Die Fed und das Metaverse 

"Der Einflussfaktor Nr. 1 für Bitcoin und Kryptowährungen im Jahr 2022 ist die Zentralbankpolitik", sagte Antoni Trenchev, geschäftsführender Gesellschafter des Krypto-Kreditgebers Nexo, in einer E-Mail. "Das billige Geld wird bleiben, was enorme Auswirkungen auf Kryptowährungen hat." Die Fed habe nicht den Mut oder das Rückgrat, einen 10 bis 20-prozentigen Einbruch des Aktienmarktes zusammen mit einer negativen Reaktion des Anleihemarktes auszuhalten." 

Trenchev sieht ein unruhiges Jahr 2022, prognostiziert aber, dass Bitcoin bis Ende Juni 100'000 Dollar erreichen wird. Er erwartet auch nicht, dass Token wie Solana und Avalanche die gleichen exponentiellen Zuwächse bieten werden wie 2021, sondern "diese Emporkömmlinge - voll von Arroganz, Haltung und lustigen Erzählungen - werden vor den gleichen Skalierungsherausforderungen stehen wie Ethereum und andere ältere Protokolle." 

"Worauf ich mich im Jahr 2022 wirklich freue, ist das Metaverse", schrieb er. "Die 'Geburt' und Verwendung des Begriffs Metaverse ist ein schönes Durcheinander, und hat eine Menge Potenzial. Es wird eines der übergreifenden Themen des nächsten Jahres sein: das Metaverse, der Aufbau der Infrastruktur und dann die NFTs, die einen Teil der Wirtschaft dort ausmachen werden." 

Der Skeptiker 

"Obwohl ich davon ausgehe, dass der Spekulationseifer im Kryptobereich anhalten wird, stehen wir, ähnlich wie bei den aufgeblähten Technologiebewertungen, im Jahr 2022 vor einem viel schwierigeren Umfeld", sagte Jeffrey Halley, Senior Market Analyst bei Oanda Asia Pacific, in einer E-Mail. "Der Hauptgrund dafür ist der Beginn der Zinsnormalisierung durch die Federal Reserve, der auch andere wichtige Zentralbanken wahrscheinlich folgen werden. Das wird die Existenzberechtigung von Kryptowährungen als Alternative zu Fiat-Geld in Frage stellen." 

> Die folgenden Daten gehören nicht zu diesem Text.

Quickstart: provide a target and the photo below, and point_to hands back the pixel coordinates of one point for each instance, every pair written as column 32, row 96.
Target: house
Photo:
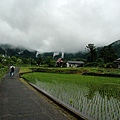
column 118, row 62
column 60, row 62
column 75, row 63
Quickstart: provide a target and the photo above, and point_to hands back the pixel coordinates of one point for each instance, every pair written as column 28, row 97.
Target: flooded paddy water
column 103, row 104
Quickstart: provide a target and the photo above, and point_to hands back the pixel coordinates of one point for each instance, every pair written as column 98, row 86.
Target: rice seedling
column 97, row 97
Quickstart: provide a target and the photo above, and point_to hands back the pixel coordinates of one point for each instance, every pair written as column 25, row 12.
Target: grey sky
column 59, row 25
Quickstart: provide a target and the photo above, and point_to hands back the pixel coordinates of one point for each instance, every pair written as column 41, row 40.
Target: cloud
column 59, row 25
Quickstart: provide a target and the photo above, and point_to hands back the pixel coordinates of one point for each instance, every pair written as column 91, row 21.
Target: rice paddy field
column 92, row 96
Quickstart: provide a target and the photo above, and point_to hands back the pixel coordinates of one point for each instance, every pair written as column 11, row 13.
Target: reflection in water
column 100, row 103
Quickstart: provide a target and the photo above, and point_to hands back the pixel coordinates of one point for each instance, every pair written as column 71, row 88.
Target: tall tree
column 93, row 54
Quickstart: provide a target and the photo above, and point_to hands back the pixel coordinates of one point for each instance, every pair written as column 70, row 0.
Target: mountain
column 18, row 51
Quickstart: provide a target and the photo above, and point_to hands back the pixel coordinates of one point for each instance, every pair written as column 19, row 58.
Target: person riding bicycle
column 12, row 69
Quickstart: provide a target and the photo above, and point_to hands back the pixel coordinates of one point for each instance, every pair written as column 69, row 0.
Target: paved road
column 20, row 102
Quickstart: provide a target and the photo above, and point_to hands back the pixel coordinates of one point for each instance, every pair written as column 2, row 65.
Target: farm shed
column 60, row 62
column 75, row 63
column 118, row 62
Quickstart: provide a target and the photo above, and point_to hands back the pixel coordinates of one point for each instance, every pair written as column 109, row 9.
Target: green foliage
column 93, row 54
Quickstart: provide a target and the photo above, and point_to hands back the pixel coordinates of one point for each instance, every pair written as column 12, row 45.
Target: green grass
column 93, row 96
column 105, row 85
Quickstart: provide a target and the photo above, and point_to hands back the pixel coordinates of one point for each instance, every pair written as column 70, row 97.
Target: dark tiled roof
column 76, row 62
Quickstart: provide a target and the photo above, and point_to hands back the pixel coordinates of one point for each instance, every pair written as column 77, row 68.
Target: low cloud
column 59, row 25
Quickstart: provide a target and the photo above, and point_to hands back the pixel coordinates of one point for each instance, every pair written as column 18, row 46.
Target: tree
column 92, row 50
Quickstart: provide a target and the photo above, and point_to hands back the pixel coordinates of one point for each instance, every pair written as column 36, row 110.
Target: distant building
column 75, row 63
column 118, row 62
column 60, row 62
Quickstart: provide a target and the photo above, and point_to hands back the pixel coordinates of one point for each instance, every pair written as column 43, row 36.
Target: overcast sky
column 59, row 25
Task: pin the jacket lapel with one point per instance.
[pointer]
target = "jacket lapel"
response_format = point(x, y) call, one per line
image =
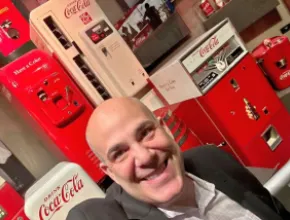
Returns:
point(235, 191)
point(133, 208)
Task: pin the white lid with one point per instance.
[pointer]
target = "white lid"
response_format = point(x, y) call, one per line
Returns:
point(57, 192)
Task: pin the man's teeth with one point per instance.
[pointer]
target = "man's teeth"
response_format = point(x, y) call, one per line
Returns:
point(157, 173)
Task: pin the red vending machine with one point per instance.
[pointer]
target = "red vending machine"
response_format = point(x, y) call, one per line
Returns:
point(14, 32)
point(40, 86)
point(11, 203)
point(182, 134)
point(273, 56)
point(218, 83)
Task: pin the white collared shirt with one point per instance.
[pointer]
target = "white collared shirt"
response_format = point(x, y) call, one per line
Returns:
point(211, 205)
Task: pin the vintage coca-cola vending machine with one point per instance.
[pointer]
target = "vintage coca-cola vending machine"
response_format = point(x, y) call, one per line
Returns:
point(217, 83)
point(39, 86)
point(11, 203)
point(80, 35)
point(57, 192)
point(273, 57)
point(14, 32)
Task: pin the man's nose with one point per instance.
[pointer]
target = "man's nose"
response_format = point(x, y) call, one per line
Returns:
point(143, 155)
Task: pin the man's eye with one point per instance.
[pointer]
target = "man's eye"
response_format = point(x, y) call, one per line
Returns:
point(118, 154)
point(146, 132)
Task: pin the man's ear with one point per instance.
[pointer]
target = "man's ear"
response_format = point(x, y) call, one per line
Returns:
point(104, 167)
point(165, 127)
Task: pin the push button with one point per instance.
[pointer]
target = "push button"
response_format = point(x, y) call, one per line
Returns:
point(60, 102)
point(95, 37)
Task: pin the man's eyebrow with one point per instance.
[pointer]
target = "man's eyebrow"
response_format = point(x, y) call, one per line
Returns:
point(113, 149)
point(143, 125)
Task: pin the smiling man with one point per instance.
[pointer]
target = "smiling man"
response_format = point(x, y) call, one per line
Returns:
point(154, 181)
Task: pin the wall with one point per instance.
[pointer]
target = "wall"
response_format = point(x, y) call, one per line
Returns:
point(131, 3)
point(112, 9)
point(275, 29)
point(188, 10)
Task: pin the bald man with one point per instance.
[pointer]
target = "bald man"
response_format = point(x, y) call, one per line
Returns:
point(154, 181)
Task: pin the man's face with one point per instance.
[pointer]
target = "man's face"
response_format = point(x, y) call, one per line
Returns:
point(141, 156)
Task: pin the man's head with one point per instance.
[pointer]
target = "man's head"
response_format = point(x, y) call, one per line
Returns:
point(136, 150)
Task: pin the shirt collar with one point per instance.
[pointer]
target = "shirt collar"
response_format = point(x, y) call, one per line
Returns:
point(204, 193)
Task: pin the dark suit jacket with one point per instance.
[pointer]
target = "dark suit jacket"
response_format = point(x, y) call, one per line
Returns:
point(208, 163)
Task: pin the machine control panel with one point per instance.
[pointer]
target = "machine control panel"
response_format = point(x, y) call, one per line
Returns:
point(3, 213)
point(216, 66)
point(57, 100)
point(99, 32)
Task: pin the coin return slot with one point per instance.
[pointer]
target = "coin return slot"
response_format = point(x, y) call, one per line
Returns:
point(282, 64)
point(266, 111)
point(234, 84)
point(60, 36)
point(60, 102)
point(80, 62)
point(272, 138)
point(13, 33)
point(42, 95)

"Über dem Krypto-Raum schwebt die Gefahr einer stärkeren Regulierung. Und offen gesagt, mit einer neuen Münze, die jede Woche herauskommt, die 'das nächste grosse Ding' ist und von Spekulationen und nicht von Blockchain angetrieben wird, fällt es mir schwer, zu erkennen, welche es sein soll", sagte Halley. 

"Ich bin nach wie vor der Meinung, dass Kryptowährungen der grösste Fall von Dummheit an Gruppendenken an den Finanzmärkten sind. Die Musik mag noch einen Teil des Jahres 2022 spielen, aber der Kaiser hat immer noch keine Kleider an." 

Warten auf den Krypto-App-Store

Das Rennen um den App-Store für Kryptowährungen hat begonnen", so Philip Gradwell, Chefökonom bei Chainalysis, in einer E-Mail. "Eine wichtige Lektion des Web 2.0 war, dass die Konsumenten Plattformen lieben, und ich glaube nicht, dass sich das für das Web 3.0 ändern wird. Derzeit gibt es keine Krypto-Plattform, die die Kundenbeziehung besitzt und die Anbieter zusammenfasst. Ich sage voraus, dass sich 2022 viele Unternehmen um den Aufbau einer solchen Plattform bemühen werden, wobei Coinbase mit der Integration von DeFi (Decentralized Finance) und NFTs die Führung übernehmen wird."